Приличные люди не возьмут на воспитание ребенка, прошлое которого замарано смертоносной болезнью.
Хотелось бы мне проникнуть в мозг тети. Я не представляю, о чем она думает, но, кажется, она анализирует мое поведение, пытается читать по лицу.
«Я не делаю ничего плохого, это не опасно, со мной все в порядке», — мысленно повторяю я, как заклинание, и вытираю потные ладони о джинсы. Наверняка теперь мокрые пятна останутся.
— Хорошо, только быстро, — соглашается тетя.
И как только она это произносит, я пулей несусь наверх, меняю тапочки на кроссовки, потом лечу обратно вниз по лестнице и выскакиваю из дома. Тетя даже не успевает перенести тарелки в кухню. Она что-то говорит, когда я проношусь мимо, но я не слышу, что именно. Едва за мной захлопывается дверь, как в гостиной начинают бить старые дедушкины часы. Восемь часов.

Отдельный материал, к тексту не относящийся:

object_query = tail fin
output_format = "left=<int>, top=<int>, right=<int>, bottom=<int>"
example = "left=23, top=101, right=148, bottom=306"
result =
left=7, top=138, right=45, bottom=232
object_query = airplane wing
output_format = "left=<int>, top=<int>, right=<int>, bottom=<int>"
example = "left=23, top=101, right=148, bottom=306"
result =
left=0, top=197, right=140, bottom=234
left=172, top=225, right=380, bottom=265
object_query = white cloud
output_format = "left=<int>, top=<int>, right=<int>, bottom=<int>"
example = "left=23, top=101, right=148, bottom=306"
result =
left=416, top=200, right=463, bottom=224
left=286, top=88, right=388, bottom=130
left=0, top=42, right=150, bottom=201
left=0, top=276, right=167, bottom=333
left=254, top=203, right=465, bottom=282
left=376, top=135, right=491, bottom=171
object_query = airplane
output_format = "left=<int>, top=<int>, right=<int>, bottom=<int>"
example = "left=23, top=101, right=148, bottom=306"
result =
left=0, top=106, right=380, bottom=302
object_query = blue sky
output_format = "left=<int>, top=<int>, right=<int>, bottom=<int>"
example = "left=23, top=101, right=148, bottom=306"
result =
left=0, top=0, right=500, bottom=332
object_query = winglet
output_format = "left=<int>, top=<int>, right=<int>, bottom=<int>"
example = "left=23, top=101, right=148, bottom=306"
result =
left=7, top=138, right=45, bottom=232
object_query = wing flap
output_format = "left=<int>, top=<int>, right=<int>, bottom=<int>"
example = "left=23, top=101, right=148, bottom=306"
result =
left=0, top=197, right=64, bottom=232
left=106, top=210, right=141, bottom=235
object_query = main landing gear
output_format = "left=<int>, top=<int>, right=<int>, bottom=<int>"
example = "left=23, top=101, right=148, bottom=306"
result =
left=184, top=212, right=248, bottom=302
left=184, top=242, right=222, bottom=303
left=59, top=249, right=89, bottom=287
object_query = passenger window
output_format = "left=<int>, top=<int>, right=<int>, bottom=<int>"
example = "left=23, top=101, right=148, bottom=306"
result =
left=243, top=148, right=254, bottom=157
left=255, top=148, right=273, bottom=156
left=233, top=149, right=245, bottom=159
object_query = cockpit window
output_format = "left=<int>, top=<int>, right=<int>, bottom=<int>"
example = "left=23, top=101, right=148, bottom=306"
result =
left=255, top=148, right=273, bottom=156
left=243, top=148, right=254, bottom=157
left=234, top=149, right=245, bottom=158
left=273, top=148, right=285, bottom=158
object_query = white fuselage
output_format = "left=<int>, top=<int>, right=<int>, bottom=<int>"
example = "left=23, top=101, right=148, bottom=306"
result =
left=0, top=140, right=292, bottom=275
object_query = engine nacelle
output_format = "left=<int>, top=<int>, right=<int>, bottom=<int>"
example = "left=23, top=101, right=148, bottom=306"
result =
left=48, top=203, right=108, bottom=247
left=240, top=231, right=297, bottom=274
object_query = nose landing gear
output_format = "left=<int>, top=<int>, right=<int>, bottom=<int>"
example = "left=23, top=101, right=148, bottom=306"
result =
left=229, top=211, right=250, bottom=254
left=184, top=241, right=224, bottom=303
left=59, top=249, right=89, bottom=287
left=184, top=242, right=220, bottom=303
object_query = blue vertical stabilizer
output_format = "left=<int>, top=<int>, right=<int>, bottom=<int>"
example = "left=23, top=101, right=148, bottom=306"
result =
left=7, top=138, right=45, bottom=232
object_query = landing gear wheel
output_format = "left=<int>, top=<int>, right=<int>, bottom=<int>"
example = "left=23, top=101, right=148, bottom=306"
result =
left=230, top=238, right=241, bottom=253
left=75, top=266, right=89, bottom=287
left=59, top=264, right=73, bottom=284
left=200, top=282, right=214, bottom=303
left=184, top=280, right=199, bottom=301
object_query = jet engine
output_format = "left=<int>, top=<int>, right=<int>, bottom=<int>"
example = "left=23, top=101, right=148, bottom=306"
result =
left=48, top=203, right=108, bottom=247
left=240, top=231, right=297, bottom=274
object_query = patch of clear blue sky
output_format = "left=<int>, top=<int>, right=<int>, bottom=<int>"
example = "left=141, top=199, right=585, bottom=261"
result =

Я снимаю с цепи велосипед и еду по тропинке и дальше на улицу. Педали скрипят, стонут и чуть не отваливаются. До меня велосипед принадлежал кузине Марсии, ему, наверное, уже лет пятнадцать, и все эти годы он простоял на улице, что, естественно, не способствует его хорошему состоянию.
К счастью, дорога к Глухой бухте идет вниз по склону, а улицы в это время обычно безлюдные. Исцеленные в основном сидят по домам — ужинают, прибираются или готовятся лечь в постель и проспать еще одну ночь без сновидений. Неисцеленные — либо дома, либо на пути домой, бегут и нервно поглядывают на часы, фиксируют, сколько минут осталось до наступления комендантского часа.
Ноги у меня еще ноют после пробежки. Если я доберусь до бухты вовремя и Алекс будет там, вряд ли я порадую его своим видом — непричесанная, потная, грязная. Но меня это не останавливает. Теперь, вырвавшись из дома, я выбрасываю из головы все вопросы и сомнения, у меня одна цель — как можно скорее добраться до Глухой бухты. Я кручу педали по пустынным улицам, срезаю путь везде, где это возможно, а солнце упорно стремится к сверкающей золотом линии горизонта. Небо в это время как вода — насыщенного синего цвета, и кажется, что солнце в нем тонет.
В такое время суток я была одна на улице всего несколько раз. Мне страшно и весело одновременно, точно так же я себя чувствовала сегодня днем, когда разговаривала с Алексом на берегу океана. Возникает чувство, будто всевидящий глаз, который, я уверена, всегда за мной наблюдает, на долю секунды ослеп. Или, например, ты привыкла всю жизнь держаться за чью-то руку, а она вдруг исчезла, и ты вольна идти куда захочешь.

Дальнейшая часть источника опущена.